Ils se rencontrent encore deux décennies plus tard à Londres, et Sebald s’aperçoit qu’il ressemble à Wittgenstein, avec « son sac à dos ne le quittait jamais ».
« …] voilà qui était contraire à toute vraisemblance statistique mais d’une logique interne étonnante, pour ne pas dire inéluctable. »

Austerlitz lui raconte son histoire : dès le début de la Seconde Guerre mondiale et ses quatre ans et demi, il a été élevé par d’austères parents nourriciers, et son enfance fut froide, sinon lugubre.
« J’ai grandi, dit-il, à Bala, petite bourgade du pays de Galles, dans la maison d’un prédicateur calviniste, un ancien missionnaire nommé Emyr Elias et marié à une femme timorée issue d’une famille anglaise. »

« Durant toutes les années que j’ai passées au presbytère de Bala, le sentiment ne m’a de fait jamais quitté que restait dérobé à ma vue quelque chose de très proche et de très évident. Parfois, c’était comme si j’essayais à partir d’un rêve de saisir la réalité ; puis j’avais l’impression que marchait à mes côtés un frère jumeau invisible, le contraire d’une ombre en quelque sorte. »

Ce n’est qu’au lycée, une fois sa mère adoptive morte et Elias devenu fou de chagrin dans sa sombre croyance qui ne le soutient plus, qu’on lui apprend que son vrai nom est Austerlitz. André Hilary, son professeur d’histoire, féru de l’époque napoléonienne, lui apprend l’histoire de la bataille.
Il s’initie à la photographie (comme Sebald, dont les photos illustrent le texte) ; il protège son factotum en pension, le petit Gerald Fitzpatrick, début d’une amitié ; il se trouve invité par la mère de ce dernier à Barmouth, où Alphonso, le grand-oncle naturaliste, leur fait notamment découvrir les mites et papillons.
Les souvenirs d’Austerlitz sont riches d’énumérations minutieuses (insectes, mais aussi plantes, minéraux, maladies, etc.), et tout ce qui est rapporté l’est dans un style élaboré, précis, à la fois fluide et pesant, car sans pause (la traduction semble excellente).
« Admirées surtout par Gerald, les diverses stries lumineuses qu’ils semblaient laisser derrière eux, traits, boucles et spirales, n’avaient en réalité aucune existence, avait expliqué Alphonso, elles n’étaient que traces fantômes dues à la paresse de notre œil, qui croit encore voir un reflet rémanent à l’endroit d’où l’insecte, pris une fraction de seconde sous l’éclat de la lampe, a déjà disparu. C’était à ces genres de phénomènes factices, à ces irruptions de l’irréel dans le monde réel, à certains effets de lumière dans un paysage étalé devant nous, au miroitement dans l’œil d’une personne aimée, que s’embrasaient nos sentiments les plus profonds, ou du moins ce que nous tenions pour tels. »

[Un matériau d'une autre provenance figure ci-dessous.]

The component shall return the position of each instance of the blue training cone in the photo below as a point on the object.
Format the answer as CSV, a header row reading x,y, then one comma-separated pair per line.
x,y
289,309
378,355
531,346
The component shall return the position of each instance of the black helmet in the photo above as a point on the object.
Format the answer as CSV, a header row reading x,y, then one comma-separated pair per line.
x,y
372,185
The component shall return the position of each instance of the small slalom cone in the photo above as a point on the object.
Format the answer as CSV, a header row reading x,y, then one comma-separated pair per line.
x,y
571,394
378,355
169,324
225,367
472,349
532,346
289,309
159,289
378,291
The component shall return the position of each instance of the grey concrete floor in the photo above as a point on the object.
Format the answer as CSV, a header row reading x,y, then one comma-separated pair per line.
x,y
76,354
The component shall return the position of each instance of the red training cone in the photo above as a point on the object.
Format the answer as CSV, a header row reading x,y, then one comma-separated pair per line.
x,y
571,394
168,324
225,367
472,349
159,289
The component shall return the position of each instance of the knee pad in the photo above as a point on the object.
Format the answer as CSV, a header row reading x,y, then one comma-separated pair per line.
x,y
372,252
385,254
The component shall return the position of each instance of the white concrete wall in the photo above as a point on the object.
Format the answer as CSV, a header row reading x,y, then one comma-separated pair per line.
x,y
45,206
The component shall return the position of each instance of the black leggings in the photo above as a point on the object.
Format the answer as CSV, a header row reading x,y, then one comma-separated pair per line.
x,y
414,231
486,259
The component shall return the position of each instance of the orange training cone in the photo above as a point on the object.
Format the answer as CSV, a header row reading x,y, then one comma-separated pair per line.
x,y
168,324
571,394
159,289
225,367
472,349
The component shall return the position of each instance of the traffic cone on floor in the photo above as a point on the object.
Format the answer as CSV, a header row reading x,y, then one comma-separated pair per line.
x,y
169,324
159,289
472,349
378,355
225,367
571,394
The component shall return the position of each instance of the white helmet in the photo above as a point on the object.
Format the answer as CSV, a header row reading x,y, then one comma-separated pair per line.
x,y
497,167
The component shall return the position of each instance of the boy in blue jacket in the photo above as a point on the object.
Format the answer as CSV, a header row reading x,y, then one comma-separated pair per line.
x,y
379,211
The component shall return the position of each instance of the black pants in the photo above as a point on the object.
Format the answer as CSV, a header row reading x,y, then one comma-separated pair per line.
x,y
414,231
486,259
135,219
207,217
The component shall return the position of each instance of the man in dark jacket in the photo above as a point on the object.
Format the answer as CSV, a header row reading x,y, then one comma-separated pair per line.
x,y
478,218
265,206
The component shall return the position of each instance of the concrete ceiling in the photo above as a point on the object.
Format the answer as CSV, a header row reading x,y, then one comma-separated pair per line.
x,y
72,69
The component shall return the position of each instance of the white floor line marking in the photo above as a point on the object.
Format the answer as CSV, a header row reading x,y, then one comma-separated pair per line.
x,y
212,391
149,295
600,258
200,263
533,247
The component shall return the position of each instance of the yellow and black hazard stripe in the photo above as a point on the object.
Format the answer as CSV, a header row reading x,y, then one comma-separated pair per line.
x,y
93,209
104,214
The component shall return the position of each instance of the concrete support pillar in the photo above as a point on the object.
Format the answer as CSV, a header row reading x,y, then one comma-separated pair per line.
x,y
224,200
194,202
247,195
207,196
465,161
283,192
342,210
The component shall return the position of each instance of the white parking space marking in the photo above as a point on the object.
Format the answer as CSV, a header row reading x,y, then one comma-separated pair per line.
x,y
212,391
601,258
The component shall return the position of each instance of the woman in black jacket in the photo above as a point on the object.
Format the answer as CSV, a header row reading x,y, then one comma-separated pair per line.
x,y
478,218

Suivent des considérations sur le temps (ce récit lui-même est quasiment un flux ininterrompu).
« Si Newton a pensé, dit Austerlitz en montrant par la fenêtre, brillant dans le reste de jour, le méandre qui enserre l’île des Chiens, si Newton a réellement pensé que le temps s’écoule comme le courant de la Tamise, où est alors son origine et dans quelle mer finit-il par se jeter ? Tout cours d’eau, nous le savons, est nécessairement bordé des deux côtés. Mais quelles seraient, à ce compte, les rives du temps ? Quelles seraient ses propriétés spécifiques correspondant approximativement à celles de l’eau, laquelle est liquide, assez lourde et transparente ? En quoi des choses plongées dans le temps se distinguent-elles de celles qui n’ont jamais été en contact avec lui ? Que signifie que nous représentions les heures diurnes et les heures nocturnes sur un même cercle ? Pourquoi, en un lieu, le temps reste-t-il éternellement immobile tandis qu’en un autre il se précipite en une fuite éperdue ? Ne pourrait-on point dire que le temps lui-même, au fil des siècles, au fil des millénaires, n’a pas été synchrone ? Finalement, il n’y a pas si longtemps que cela qu’il se trouve en expansion et se répand en tous sens. Et jusqu’aujourd’hui, la vie des hommes, dans maintes contrées de la terre, n’est-elle pas moins régie par le temps que par les conditions atmosphériques, autrement dit par une grandeur inquantifiable qui ignore la régularité linéaire, n’avance pas de manière constante mais au rythme de remous et de tourbillons, est déterminée par les engorgements et les dégorgements, revient sous une forme sans cesse autre et évolue vers qui sait où ? L’être-hors-du-temps qui naguère encore était le mode d’existence dans les contrées reculées et oubliées de notre propre pays, comme sur les continents non encore explorés d’outre-mer, se retrouvait aussi, dit Austerlitz, dans les métropoles régies par le temps, Londres par exemple. Les morts n’étaient-ils pas hors du temps ? Les mourants ? Les malades alités chez eux ou dans les hôpitaux ? Et non seulement eux, car il suffisait d’avoir son content de malheur personnel pour déjà être coupé de tout passé et de tout avenir. »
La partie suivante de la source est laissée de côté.